What is the Three Property Rule in a 1031 Exchange?

A 1031 exchange can be your best friend if you are thinking about selling your real estate investment property. This tax deferral strategy allows you to sell one or multiple properties and then buy a like-kind property or properties without the burden of paying a huge amount of taxes on the capital gain at the time of your sale. But naturally, the IRC Section demands that you follow a strict set of rules before you can reap the benefits from a 1031 exchange. One such rule is widely known as the Three Property Rule.

If you are considering a 1031 exchange for the sale of your investment property you may have already started looking for a replacement home that will help you defer your capital gains tax. Because it can be difficult to find the right property to complete your exchange within the 180 day period of eligibility, the rules allow for you to target up to three properties for your reinvestment. What exactly is this Three Property Rule and what do you have to do to follow it? You have come to the right place to find out! 

The definition of the Three Property Rule set up by IRC states that an exchanger or taxpayer executing a 1031 exchange will get 45 calendar days from the closing date of the sale of their first relinquished property or properties to formally identify up to three replacement properties. 

How many properties among the three do you need to buy?

The laws and regulations of the 1031 exchange clearly state that even though you can identify up to three properties within the 45-day window from the date of the closing of your first sale, you are not at all committed to buying all three of them. You can buy one, two or all three properties among the three identified and the tax deferral will still be effective. You also have the option to revoke a property from your list of identified properties. There is no limit on how many times you can add or remove properties from the list, just as long as the list is finalized within the 45-day timeframe.

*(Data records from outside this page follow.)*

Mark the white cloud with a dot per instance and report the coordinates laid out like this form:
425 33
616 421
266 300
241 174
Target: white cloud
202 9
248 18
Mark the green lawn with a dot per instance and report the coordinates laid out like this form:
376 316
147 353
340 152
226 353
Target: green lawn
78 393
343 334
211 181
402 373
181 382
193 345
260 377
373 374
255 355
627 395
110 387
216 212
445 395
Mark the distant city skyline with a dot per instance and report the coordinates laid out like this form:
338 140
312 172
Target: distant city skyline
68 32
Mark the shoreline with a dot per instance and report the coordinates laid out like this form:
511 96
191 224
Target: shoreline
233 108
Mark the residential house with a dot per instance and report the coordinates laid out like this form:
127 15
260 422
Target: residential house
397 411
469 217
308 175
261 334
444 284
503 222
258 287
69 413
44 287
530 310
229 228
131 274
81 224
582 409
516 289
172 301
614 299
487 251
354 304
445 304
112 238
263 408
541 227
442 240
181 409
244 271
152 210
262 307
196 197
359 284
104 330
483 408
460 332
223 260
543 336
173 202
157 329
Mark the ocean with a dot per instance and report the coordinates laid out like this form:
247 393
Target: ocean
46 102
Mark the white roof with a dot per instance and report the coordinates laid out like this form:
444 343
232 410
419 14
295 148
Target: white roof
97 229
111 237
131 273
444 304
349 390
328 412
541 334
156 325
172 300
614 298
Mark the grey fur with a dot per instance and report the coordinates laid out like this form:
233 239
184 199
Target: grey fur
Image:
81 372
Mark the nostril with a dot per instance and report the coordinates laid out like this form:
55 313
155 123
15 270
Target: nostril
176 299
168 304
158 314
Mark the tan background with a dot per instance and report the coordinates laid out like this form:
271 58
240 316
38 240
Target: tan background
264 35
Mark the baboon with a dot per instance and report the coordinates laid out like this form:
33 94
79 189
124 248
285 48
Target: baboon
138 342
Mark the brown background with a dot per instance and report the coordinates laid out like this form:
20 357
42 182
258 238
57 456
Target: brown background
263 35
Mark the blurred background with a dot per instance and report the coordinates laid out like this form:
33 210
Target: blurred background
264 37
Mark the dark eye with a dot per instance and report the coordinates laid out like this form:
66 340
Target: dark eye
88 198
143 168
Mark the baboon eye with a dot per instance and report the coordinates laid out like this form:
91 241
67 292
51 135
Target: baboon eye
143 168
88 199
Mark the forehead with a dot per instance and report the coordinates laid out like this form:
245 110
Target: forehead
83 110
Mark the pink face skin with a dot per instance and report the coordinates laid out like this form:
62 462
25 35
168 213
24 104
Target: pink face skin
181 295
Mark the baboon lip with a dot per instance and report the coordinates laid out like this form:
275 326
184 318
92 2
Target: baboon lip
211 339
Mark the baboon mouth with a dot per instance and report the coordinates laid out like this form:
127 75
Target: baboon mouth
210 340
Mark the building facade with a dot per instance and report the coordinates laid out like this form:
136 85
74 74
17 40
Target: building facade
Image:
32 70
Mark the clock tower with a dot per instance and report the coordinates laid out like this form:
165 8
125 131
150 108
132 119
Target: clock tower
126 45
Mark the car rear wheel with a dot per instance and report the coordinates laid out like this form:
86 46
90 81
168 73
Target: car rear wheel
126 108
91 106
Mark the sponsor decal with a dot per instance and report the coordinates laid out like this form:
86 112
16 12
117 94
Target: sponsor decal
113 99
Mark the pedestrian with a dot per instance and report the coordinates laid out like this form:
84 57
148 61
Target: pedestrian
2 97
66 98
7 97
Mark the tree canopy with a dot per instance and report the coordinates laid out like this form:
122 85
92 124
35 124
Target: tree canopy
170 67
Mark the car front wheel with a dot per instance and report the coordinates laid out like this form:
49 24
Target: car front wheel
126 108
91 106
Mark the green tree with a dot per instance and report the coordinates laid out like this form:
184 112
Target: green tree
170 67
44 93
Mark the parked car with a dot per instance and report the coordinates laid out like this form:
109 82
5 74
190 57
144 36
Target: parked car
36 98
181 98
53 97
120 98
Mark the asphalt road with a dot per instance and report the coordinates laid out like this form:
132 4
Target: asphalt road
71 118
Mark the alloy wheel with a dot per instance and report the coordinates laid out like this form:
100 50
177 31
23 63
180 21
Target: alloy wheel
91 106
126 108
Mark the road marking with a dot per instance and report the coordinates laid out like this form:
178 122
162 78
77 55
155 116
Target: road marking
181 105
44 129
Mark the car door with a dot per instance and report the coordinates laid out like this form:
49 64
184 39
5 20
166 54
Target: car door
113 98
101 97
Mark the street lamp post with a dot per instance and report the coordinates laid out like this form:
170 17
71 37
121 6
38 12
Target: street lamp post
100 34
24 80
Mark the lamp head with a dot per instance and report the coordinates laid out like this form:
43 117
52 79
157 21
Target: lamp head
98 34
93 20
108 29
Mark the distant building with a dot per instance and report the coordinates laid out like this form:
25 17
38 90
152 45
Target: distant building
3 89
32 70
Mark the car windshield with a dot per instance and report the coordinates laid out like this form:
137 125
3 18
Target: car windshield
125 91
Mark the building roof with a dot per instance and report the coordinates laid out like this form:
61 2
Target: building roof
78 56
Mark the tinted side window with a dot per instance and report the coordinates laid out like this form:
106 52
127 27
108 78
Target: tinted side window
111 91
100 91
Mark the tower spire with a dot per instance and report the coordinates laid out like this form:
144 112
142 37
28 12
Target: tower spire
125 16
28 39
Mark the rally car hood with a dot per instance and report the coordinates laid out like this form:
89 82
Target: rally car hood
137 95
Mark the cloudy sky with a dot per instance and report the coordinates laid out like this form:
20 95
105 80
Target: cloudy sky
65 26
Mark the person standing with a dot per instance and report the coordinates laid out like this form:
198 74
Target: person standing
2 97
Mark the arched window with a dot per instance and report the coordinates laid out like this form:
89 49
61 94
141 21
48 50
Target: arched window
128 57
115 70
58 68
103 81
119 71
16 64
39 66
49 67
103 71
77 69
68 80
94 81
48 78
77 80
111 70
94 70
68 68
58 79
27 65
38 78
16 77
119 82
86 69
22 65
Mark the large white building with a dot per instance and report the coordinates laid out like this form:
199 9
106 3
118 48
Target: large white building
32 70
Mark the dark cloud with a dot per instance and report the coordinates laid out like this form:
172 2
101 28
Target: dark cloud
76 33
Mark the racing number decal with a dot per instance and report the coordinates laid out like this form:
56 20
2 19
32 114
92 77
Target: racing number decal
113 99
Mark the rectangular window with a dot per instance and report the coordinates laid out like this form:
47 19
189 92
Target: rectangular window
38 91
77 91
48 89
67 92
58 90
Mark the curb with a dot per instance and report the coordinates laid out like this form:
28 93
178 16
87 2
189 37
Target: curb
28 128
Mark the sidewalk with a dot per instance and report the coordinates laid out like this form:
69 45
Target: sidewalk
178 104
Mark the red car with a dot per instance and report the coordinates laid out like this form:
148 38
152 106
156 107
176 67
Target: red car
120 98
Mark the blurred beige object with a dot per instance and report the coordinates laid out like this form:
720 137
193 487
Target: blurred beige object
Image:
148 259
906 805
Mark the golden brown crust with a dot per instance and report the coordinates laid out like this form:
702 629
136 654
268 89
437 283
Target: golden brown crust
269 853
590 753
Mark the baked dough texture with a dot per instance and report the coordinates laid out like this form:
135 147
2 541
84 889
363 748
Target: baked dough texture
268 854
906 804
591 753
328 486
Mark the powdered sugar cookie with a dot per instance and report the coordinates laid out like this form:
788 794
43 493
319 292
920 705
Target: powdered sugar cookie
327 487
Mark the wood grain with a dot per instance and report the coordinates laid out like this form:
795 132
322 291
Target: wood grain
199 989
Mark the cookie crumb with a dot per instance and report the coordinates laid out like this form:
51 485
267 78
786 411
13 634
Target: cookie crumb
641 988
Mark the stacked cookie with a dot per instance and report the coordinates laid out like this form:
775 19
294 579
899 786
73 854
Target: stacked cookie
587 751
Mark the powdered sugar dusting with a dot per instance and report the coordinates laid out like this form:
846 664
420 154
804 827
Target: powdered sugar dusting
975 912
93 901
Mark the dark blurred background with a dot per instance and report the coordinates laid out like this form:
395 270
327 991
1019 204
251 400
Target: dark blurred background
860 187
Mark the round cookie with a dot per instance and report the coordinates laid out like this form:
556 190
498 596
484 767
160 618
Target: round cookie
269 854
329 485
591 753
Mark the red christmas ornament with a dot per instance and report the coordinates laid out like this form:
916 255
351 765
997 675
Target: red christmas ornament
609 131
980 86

You should keep in mind that whether you buy just one or all three among the identified properties, the market value of your replacement property must be equal to or greater than your relinquished property. One other important thing to remember is that you must acquire the identified replacement property or properties within the 180-day exchange period, otherwise, the 1031 exchange will not be effective for deferring your taxes.

Alternatives to the Three Property Rule

You may ask, “what if I want to identify more than three properties? Will the tax deferral strategy still work?” The answer is yes!  In that case, the 3 Property Rule no longer apply, and you will slip into the 200% Rule. According to this rule, you can identify more than three replacement properties so long as the aggregate value of your replacement property does not exceed 200% of the aggregate value of the relinquished property.

In simple terms, when you aim to trade up value, the Three Property Rule would be more applicable. But if you are trying to diversify across many properties (more than three), then the 200% rule comes into play. As an investor, you should decide which rule between these two will best suit your goals.